On the Open Water course you are taught how to follow a bearing with a compass. On the AOW course, I had to swim a bearing and reciprocal bearing (straight line and back) for a set distance and then swim a set distance in a square (turning 90 degrees at each corner).

Navigation Dive around housereef
Navigation Dive around housereef

We did this is in the shallows of the Carlton house reef without any real problems (another diver was also completing parts of his AOW course and joined me for this dive). Once completed we swam around the reef and then Jennie feigned being lost and ask the two of use to use ‘landmarks’ to navigate our way back, having warned us to look for things to navigate by, such as notable rocks, mooring lines, a large anchor that lies on the reef.

Atlantic Damselfish
Atlantic Damselfish

Jennie made sure we didn’t get lost, but we pointed out the landmarks we’d spotted as we returned and we got back to the ladder on the pier ok.

Lizardfish?
Is this a Lizardfish?

Turkish Wrasse
Turkish Wrasse

Day 3 Photography Dive

I had wanted to do a Night Dive, but it became apparent that there wasn’t much demand. On the second day it looked like a couple of Irish divers might like to do one as part of their AOW too, but Divepoint Madeira couldn’t reach them to confirm it and they sold me on the virtues of a trip to the Garajau Nature Reserve to carry out a Photography Dive as I’m a keen on land photographer and have an underwater camera that I’m still struggling with.

Garajau is famed for its fish, especially one very famous Giant Grouper, so I hoped I would get to see that at least.

Diver in Garajau
Diver in Garajau

Bream and Wrasse, Garajau
Bream and Wrasse, Garajau

It was a boat ride on the third morning again, this time about 15 minutes until we moored at the bay under the mini-Rio-Jesus on the headland.

Fish aplenty
Fish Aplenty!

Again the dive was fairly deep (my computer recorded a maximum of 26.9M) and we descended down the mooring line for a buoy specifically moored for dive boats to tie up to. P>

Bream and Divers
African White Bream and Divers

Fish
Fish of some sort - Not 100% sure what

The sea here was even more alive with fish than I’d seen before and I was snapping away. Sadly, this meant I was guzzling air again and even more sadly I’d somehow set my camera to overexpose all shots by 2 steps, so they’re really not very good.

Cow Bream?
I think these are Cow Bream

Cow Bream?
I think these are Cow Bream

Fortunately, though I did get to see the Giant Grouper who was hiding under a rock outcrop. Usually you don’t really make any sound underwater because your teeth are firmly gripping your second stage, so I slightly surprised myself to hear a “WOW!” uttered by me when I saw it. It’s a mighty big fish!

Paulo feeds Giant Grouper
Paulo feeds Giant Grouper

Famous Giant Grouper
Famous Giant Grouper

So, that was it, my AOW dives completed, which along with the Knowledge Reviews from the PADI manual meant I was now a certified AOW diver.

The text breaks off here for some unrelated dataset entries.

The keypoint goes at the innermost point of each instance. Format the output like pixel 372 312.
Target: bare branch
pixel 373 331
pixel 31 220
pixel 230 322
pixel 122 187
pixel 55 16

Photographer on a safety stop
Photographer on a safety stop

Of course, the cards you get mean nothing in themselves, but I’d done 3 deep dives (I don’t imagine I’ll ever go deeper than 30M, 40’s the most you can do on a PADI certification anyway, I believe), experienced the effects of mild Narc-ing and worked on my buoyancy.

I was a bit frustrated by my high air consumption, but everyone tells me that will improve with experience and I’ve still yet to log 20 dives, so maybe it will.

My immediate plans are to do some more UK dives (maybe even try and get a sea dive or two in before it starts to get really cold), so maybe that will help me work on buoyancy and breathing and get the consumption down.

A big thanks to all at Madeira Divepoint, who I heartily recommend, especially Jennie for her time and patience and most importantly grabbing my fins when I lost my weight belt!